I learnt a new term for an intuition I've developed for a couple different problems recently called the kernel method (or trick, method sounds more philosophical).

Firstly, some background: one of my hobbie projects right now is applying the hallmark algorithm behind Google to the abstract syntax tree's of codebases.

Here's what a visualisation looks like currently:

Go AST with PageRank applied

which is generated from files like this:

Screen-Shot-2017-11-28-at-3.21.11-am

I want to see how well it models the important parts of the codebase. Only pursuing it out of intellectual curiosity for now, but it definitely paints a nice picture of my friend's minimal Go VPN for someone new to it.

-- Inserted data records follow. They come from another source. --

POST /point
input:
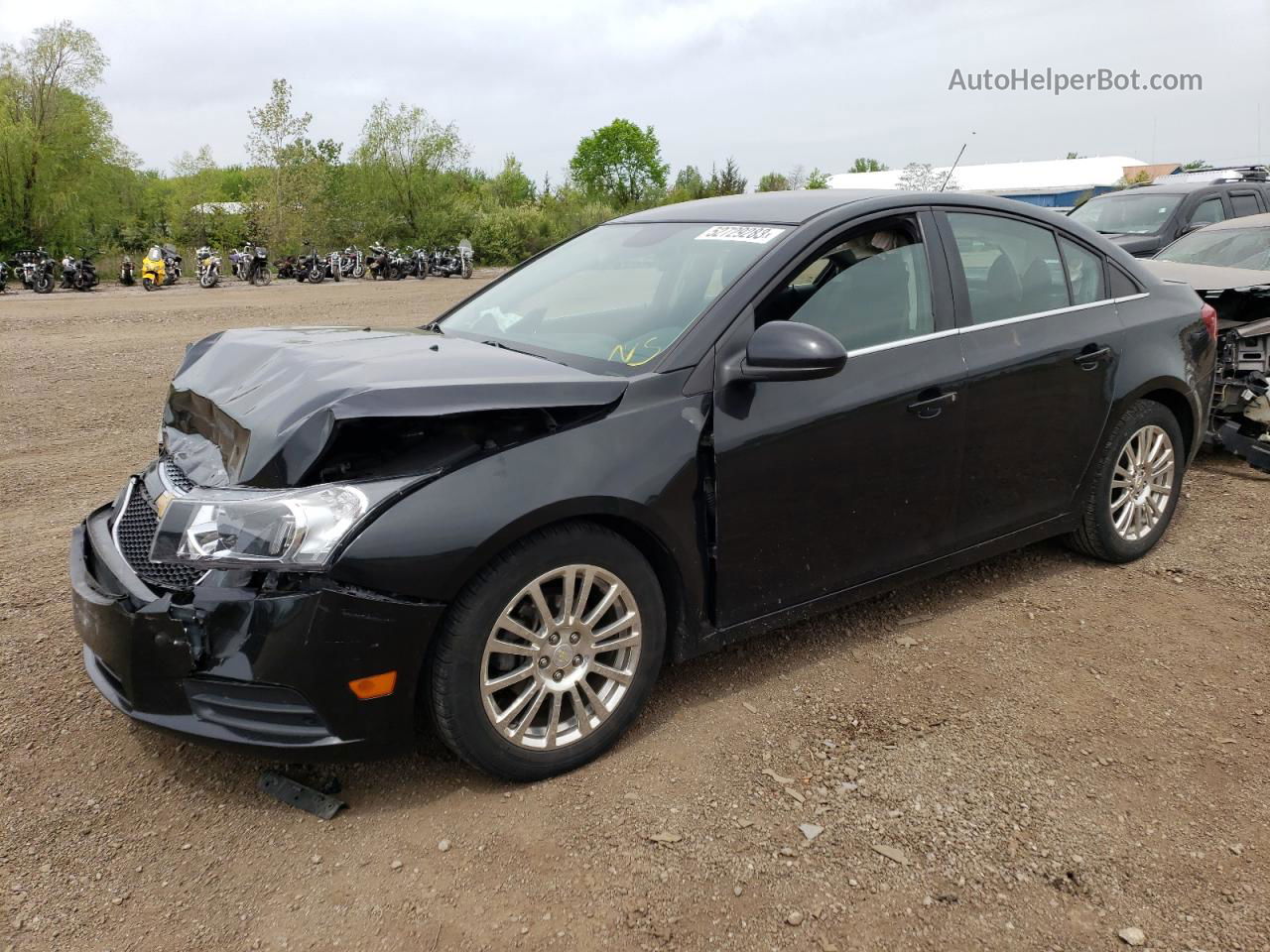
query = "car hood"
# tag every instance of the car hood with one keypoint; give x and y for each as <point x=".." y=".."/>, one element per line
<point x="271" y="400"/>
<point x="1207" y="277"/>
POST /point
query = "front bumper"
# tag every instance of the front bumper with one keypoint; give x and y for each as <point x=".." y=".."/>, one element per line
<point x="234" y="665"/>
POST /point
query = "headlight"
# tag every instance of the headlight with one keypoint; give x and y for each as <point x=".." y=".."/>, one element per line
<point x="290" y="530"/>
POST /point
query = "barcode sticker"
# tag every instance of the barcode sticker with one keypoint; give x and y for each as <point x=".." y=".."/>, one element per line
<point x="754" y="234"/>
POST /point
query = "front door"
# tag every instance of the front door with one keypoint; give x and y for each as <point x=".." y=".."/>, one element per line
<point x="830" y="483"/>
<point x="1042" y="340"/>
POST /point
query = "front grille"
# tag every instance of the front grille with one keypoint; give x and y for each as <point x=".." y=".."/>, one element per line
<point x="135" y="531"/>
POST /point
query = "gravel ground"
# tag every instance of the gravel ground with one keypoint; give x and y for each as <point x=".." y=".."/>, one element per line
<point x="1038" y="752"/>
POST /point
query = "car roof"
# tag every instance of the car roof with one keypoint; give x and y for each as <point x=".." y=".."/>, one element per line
<point x="1182" y="188"/>
<point x="758" y="207"/>
<point x="1247" y="221"/>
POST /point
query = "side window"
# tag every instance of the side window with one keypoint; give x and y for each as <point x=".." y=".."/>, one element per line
<point x="1245" y="203"/>
<point x="1011" y="268"/>
<point x="1083" y="273"/>
<point x="869" y="287"/>
<point x="1121" y="285"/>
<point x="1207" y="212"/>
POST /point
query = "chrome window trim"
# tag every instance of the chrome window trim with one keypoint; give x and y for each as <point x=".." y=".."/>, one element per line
<point x="902" y="341"/>
<point x="971" y="327"/>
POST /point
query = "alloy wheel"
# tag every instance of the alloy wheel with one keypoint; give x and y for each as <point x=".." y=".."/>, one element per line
<point x="561" y="657"/>
<point x="1142" y="484"/>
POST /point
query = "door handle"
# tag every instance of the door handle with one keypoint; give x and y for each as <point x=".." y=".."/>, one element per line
<point x="931" y="407"/>
<point x="1088" y="359"/>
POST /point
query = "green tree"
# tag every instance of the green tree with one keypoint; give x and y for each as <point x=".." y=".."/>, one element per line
<point x="689" y="185"/>
<point x="275" y="131"/>
<point x="409" y="153"/>
<point x="58" y="151"/>
<point x="511" y="186"/>
<point x="817" y="179"/>
<point x="774" y="181"/>
<point x="620" y="162"/>
<point x="867" y="166"/>
<point x="728" y="181"/>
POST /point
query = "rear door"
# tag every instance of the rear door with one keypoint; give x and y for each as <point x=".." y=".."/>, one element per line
<point x="1042" y="340"/>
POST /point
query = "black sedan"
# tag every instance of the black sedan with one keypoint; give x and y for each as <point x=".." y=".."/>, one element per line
<point x="675" y="430"/>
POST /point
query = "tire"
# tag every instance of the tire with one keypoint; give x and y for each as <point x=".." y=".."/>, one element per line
<point x="462" y="660"/>
<point x="1112" y="526"/>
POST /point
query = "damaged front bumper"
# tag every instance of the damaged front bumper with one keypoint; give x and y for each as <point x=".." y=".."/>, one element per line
<point x="232" y="664"/>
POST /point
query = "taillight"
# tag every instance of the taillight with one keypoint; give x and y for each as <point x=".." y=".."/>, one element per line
<point x="1209" y="316"/>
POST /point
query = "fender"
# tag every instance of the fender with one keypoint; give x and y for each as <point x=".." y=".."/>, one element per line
<point x="432" y="540"/>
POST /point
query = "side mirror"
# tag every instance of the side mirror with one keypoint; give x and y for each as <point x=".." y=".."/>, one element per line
<point x="792" y="350"/>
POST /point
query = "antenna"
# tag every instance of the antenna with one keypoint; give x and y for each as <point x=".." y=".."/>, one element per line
<point x="947" y="178"/>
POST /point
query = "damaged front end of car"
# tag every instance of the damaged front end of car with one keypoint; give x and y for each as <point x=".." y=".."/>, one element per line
<point x="1241" y="397"/>
<point x="204" y="594"/>
<point x="1239" y="419"/>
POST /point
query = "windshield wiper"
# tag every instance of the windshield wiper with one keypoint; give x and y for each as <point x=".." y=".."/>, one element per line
<point x="500" y="345"/>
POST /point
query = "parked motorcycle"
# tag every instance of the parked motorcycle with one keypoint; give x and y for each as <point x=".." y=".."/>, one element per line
<point x="208" y="267"/>
<point x="312" y="267"/>
<point x="258" y="266"/>
<point x="37" y="271"/>
<point x="352" y="263"/>
<point x="154" y="270"/>
<point x="80" y="273"/>
<point x="172" y="264"/>
<point x="448" y="262"/>
<point x="377" y="263"/>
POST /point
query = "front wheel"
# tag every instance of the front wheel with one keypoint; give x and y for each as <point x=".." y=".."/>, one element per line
<point x="1134" y="488"/>
<point x="549" y="654"/>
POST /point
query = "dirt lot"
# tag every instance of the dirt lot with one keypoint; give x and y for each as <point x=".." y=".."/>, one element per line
<point x="1035" y="753"/>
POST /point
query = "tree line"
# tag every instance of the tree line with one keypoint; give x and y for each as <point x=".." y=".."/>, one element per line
<point x="67" y="181"/>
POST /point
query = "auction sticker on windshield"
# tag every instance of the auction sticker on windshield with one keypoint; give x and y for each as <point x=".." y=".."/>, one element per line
<point x="739" y="232"/>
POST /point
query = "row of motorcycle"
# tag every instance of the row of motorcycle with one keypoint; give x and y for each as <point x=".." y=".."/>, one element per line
<point x="162" y="266"/>
<point x="40" y="272"/>
<point x="380" y="263"/>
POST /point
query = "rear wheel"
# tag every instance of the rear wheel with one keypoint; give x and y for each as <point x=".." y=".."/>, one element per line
<point x="549" y="654"/>
<point x="1135" y="485"/>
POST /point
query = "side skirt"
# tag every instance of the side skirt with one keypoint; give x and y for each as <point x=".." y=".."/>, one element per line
<point x="719" y="638"/>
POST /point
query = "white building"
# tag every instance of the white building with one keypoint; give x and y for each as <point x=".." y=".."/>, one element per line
<point x="1056" y="182"/>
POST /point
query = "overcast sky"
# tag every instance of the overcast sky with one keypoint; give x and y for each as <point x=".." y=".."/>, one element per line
<point x="774" y="82"/>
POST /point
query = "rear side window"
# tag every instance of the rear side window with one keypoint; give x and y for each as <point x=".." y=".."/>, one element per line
<point x="1121" y="285"/>
<point x="1207" y="212"/>
<point x="1245" y="203"/>
<point x="1011" y="268"/>
<point x="1083" y="273"/>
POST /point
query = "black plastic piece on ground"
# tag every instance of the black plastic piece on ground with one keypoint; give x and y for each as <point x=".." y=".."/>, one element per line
<point x="298" y="794"/>
<point x="1255" y="451"/>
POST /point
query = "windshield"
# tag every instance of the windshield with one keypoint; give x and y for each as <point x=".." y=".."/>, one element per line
<point x="1127" y="213"/>
<point x="1228" y="248"/>
<point x="619" y="294"/>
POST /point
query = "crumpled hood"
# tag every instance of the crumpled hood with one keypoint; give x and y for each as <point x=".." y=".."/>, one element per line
<point x="272" y="399"/>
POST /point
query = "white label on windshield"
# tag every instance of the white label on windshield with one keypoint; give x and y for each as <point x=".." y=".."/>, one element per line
<point x="754" y="234"/>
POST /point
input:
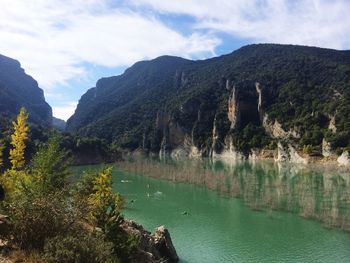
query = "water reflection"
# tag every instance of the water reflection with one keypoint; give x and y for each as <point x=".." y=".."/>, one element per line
<point x="312" y="192"/>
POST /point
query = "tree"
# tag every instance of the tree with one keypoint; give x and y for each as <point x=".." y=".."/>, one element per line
<point x="18" y="139"/>
<point x="2" y="147"/>
<point x="50" y="165"/>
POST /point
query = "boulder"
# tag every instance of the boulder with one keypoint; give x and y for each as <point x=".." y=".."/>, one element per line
<point x="157" y="247"/>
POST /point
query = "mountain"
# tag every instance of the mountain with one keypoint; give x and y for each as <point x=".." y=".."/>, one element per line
<point x="59" y="124"/>
<point x="263" y="96"/>
<point x="17" y="89"/>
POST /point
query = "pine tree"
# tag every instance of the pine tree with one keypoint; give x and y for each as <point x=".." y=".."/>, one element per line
<point x="18" y="138"/>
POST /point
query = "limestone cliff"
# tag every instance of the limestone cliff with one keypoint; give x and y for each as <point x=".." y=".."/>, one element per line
<point x="17" y="89"/>
<point x="234" y="106"/>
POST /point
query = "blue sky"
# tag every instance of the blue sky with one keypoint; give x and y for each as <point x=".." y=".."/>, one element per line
<point x="67" y="45"/>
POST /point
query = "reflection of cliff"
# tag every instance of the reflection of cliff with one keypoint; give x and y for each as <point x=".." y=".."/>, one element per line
<point x="311" y="193"/>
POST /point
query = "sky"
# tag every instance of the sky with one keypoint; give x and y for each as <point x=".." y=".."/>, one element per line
<point x="67" y="45"/>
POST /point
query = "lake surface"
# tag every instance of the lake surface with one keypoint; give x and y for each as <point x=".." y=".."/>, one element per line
<point x="215" y="226"/>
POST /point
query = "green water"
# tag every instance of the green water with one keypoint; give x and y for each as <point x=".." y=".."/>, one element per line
<point x="221" y="228"/>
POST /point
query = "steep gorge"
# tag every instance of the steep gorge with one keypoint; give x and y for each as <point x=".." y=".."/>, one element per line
<point x="261" y="98"/>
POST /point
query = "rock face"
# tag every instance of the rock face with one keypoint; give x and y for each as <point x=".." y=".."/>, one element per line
<point x="286" y="152"/>
<point x="152" y="248"/>
<point x="221" y="107"/>
<point x="344" y="159"/>
<point x="17" y="89"/>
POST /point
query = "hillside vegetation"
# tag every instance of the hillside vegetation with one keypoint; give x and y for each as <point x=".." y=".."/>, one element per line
<point x="235" y="99"/>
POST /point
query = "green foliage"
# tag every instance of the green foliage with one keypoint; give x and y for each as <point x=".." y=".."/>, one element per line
<point x="18" y="139"/>
<point x="301" y="86"/>
<point x="36" y="216"/>
<point x="50" y="165"/>
<point x="63" y="221"/>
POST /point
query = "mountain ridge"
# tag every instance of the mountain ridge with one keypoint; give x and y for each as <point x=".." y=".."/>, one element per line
<point x="18" y="89"/>
<point x="247" y="97"/>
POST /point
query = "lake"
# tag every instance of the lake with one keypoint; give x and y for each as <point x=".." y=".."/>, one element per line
<point x="241" y="212"/>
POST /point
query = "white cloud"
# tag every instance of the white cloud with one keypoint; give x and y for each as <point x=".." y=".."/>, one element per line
<point x="53" y="39"/>
<point x="64" y="112"/>
<point x="322" y="23"/>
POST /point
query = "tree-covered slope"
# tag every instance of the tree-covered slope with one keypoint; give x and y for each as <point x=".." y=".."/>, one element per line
<point x="17" y="89"/>
<point x="247" y="99"/>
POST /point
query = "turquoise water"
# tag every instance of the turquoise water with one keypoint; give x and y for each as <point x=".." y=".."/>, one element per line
<point x="212" y="226"/>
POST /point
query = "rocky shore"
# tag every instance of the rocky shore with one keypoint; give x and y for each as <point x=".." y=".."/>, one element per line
<point x="152" y="248"/>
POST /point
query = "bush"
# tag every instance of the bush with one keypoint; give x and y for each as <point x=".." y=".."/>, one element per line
<point x="34" y="217"/>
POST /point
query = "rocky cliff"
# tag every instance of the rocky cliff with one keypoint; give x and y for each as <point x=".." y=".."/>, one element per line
<point x="283" y="100"/>
<point x="17" y="89"/>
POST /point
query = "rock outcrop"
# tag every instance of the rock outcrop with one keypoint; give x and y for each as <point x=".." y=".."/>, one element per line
<point x="233" y="113"/>
<point x="223" y="106"/>
<point x="17" y="89"/>
<point x="287" y="153"/>
<point x="153" y="248"/>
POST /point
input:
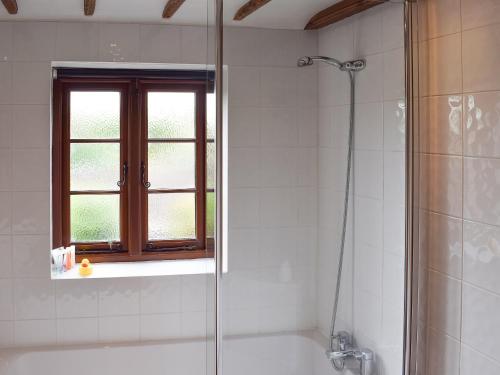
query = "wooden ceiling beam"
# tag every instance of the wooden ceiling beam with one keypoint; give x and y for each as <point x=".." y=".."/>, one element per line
<point x="10" y="5"/>
<point x="171" y="8"/>
<point x="250" y="7"/>
<point x="339" y="11"/>
<point x="89" y="7"/>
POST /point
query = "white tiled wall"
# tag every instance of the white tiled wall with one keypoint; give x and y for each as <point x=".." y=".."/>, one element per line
<point x="273" y="130"/>
<point x="460" y="127"/>
<point x="371" y="303"/>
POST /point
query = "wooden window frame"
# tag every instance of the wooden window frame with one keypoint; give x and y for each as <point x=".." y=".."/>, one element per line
<point x="134" y="244"/>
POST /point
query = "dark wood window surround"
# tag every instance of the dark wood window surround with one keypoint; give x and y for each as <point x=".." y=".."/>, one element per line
<point x="133" y="244"/>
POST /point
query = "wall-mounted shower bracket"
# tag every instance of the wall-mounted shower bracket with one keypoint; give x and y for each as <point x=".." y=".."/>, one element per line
<point x="363" y="358"/>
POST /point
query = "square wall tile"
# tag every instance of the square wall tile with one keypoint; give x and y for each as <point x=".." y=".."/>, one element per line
<point x="441" y="235"/>
<point x="31" y="170"/>
<point x="31" y="83"/>
<point x="6" y="299"/>
<point x="31" y="256"/>
<point x="441" y="180"/>
<point x="481" y="322"/>
<point x="6" y="82"/>
<point x="77" y="331"/>
<point x="481" y="74"/>
<point x="5" y="213"/>
<point x="481" y="190"/>
<point x="77" y="298"/>
<point x="441" y="124"/>
<point x="445" y="303"/>
<point x="160" y="43"/>
<point x="77" y="41"/>
<point x="482" y="124"/>
<point x="6" y="41"/>
<point x="34" y="41"/>
<point x="438" y="18"/>
<point x="440" y="64"/>
<point x="119" y="297"/>
<point x="31" y="213"/>
<point x="278" y="87"/>
<point x="395" y="125"/>
<point x="481" y="255"/>
<point x="34" y="299"/>
<point x="6" y="255"/>
<point x="443" y="354"/>
<point x="31" y="126"/>
<point x="477" y="13"/>
<point x="6" y="126"/>
<point x="473" y="362"/>
<point x="6" y="334"/>
<point x="119" y="328"/>
<point x="35" y="332"/>
<point x="160" y="295"/>
<point x="5" y="170"/>
<point x="119" y="42"/>
<point x="244" y="86"/>
<point x="242" y="46"/>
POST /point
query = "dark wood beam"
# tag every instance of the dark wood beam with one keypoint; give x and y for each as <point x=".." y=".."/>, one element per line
<point x="339" y="11"/>
<point x="10" y="5"/>
<point x="171" y="7"/>
<point x="250" y="7"/>
<point x="89" y="7"/>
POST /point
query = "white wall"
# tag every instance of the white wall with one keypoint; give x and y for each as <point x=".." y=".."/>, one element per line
<point x="272" y="189"/>
<point x="460" y="123"/>
<point x="372" y="285"/>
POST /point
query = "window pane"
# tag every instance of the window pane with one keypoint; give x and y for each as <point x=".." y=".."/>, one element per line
<point x="94" y="114"/>
<point x="210" y="215"/>
<point x="211" y="116"/>
<point x="210" y="165"/>
<point x="171" y="115"/>
<point x="172" y="216"/>
<point x="95" y="218"/>
<point x="171" y="166"/>
<point x="95" y="166"/>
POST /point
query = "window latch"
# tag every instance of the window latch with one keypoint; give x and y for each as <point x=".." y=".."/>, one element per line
<point x="145" y="183"/>
<point x="123" y="181"/>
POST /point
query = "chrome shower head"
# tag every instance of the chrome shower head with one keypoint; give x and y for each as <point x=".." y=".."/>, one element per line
<point x="354" y="65"/>
<point x="304" y="61"/>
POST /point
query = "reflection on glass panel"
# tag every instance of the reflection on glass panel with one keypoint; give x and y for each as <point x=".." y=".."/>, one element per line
<point x="171" y="165"/>
<point x="210" y="215"/>
<point x="210" y="165"/>
<point x="94" y="166"/>
<point x="171" y="115"/>
<point x="94" y="114"/>
<point x="211" y="116"/>
<point x="171" y="216"/>
<point x="95" y="218"/>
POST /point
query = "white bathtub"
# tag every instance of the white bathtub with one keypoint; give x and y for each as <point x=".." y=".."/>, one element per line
<point x="283" y="354"/>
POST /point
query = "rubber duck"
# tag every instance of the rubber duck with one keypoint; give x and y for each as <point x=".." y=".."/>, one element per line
<point x="85" y="268"/>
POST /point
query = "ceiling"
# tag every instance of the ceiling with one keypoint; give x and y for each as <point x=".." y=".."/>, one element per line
<point x="279" y="14"/>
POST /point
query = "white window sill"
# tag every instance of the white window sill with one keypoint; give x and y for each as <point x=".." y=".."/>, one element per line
<point x="142" y="269"/>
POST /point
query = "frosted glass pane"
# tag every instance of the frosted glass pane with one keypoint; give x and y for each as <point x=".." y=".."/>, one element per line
<point x="210" y="165"/>
<point x="94" y="114"/>
<point x="95" y="218"/>
<point x="210" y="215"/>
<point x="171" y="115"/>
<point x="94" y="166"/>
<point x="171" y="166"/>
<point x="211" y="116"/>
<point x="172" y="216"/>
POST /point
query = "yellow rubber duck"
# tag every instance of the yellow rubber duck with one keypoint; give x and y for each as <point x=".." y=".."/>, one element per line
<point x="85" y="268"/>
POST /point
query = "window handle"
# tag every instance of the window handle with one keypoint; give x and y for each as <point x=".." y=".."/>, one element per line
<point x="123" y="182"/>
<point x="145" y="183"/>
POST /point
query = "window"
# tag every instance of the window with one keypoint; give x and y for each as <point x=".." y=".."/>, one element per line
<point x="133" y="156"/>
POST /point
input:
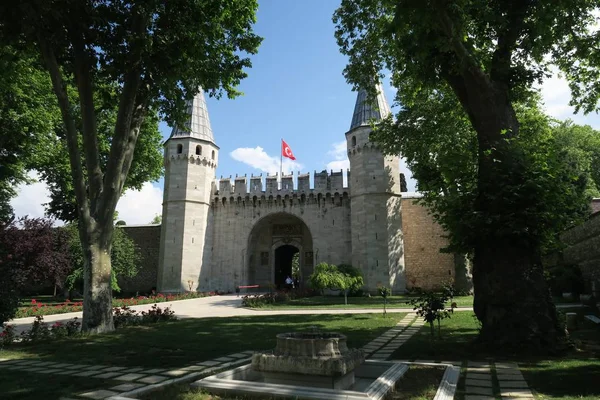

The algorithm is very simple:

  1. Parse code, build AST
  2. Recurse AST, build graph from links between identifiers
  3. Run PageRank to calculate each identifier's importance

Step #2 looks like this:

IMG_4699

The beauty of it vests in PageRank's versatility in determining how important a node is. In more general terms, we could say PageRank is extracting a feature called importance for every node in the codebase (where a node is an identifier such as for a type, function, argument). The interesting aspect being that the data it's given is simply identifiers and their usages; nodes and edges of a graph.

PageRank

The PageRank algorithm determines a webpage's importance by the importance of sites linking in to it, which is moderated by how many outbound links they make. Very similar to being friends with a celebrity and thus being more famous yourself, except if everyone is friends with Bob Marley then saying you knew him is less impressive than saying you smoked up with Satoshi Nakamoto.

The other aspect to PageRank is a damping factor \(d\), which simply means as a web surfer you don't have all day to spend on the Internet, and likewise not enough time to maintain relationships with everyone in Madagascar (at least, not with that attitude).

So for any node \(N_i\) and its inbound links \(I\) in a graph of \(\boldsymbol{n}(N)\) nodes, the PageRank \(PR\) is:

$$PR(N_i) = \frac{1 - d}{\boldsymbol{n}(N)} + d \sum_{n \in I_n} \frac{PR(n)}{\boldsymbol{n}(I_n)}$$

Although the definition is recursive, it can be algebraically represented and iteratively computed (indeed, Google does it batchwise).

Teaching old DAG's, new (kernel) tricks

The salient characteristic of PageRank, and many other successful machine learning algorithms, is that we define how it computes features only from relative measures. In PageRank's case, I'm referring to the 'recursive' nature of its definition; defining a page's importance is based in the importance of the pages that link to it [^1: Although I'll note that PageRank diverges a bit from this definition. Note that the non-recursive variables are the total number of nodes and the damping factor, so it is defined on the graph itself, if you consider its general definition.].

In computer vision

I built an image alignment algorithm this semester for aligning thermographic images of breasts (for cancer detection). Using an algorithm extracting descriptors of features, we detected the location of nipples throughout a whole dataset of images. Instead of manually engineering a kernel for checking for the nipple, we can use SIFT to construct a representation automatically. Where this kernel is relatively defined, is that it doesn't measure the skin colour of the pixels or the circular shape, but how each pixel's colour changes relative to each pixel surrounding it, and the gradient and magnitude of this change (such that you get an orientation). Here's a visualisation of what these gradients represent:

SIFT descriptor gradients

So instead of calculating the exact feature itself using a manually-engineered kernel, we calculate a distance of that datum from another datum using a kernel function and use this intra-feature distance as the feature. [^There's a link to hash functions and blockchains here, I'm sure...😉].

Conclusion

And so this is called the kernel trick, as instead of defining a kernel, we define a kernel function that "enables them to operate in a high-dimensional, implicit feature space" simply by nature of relative intuition. Sounds like my life in general!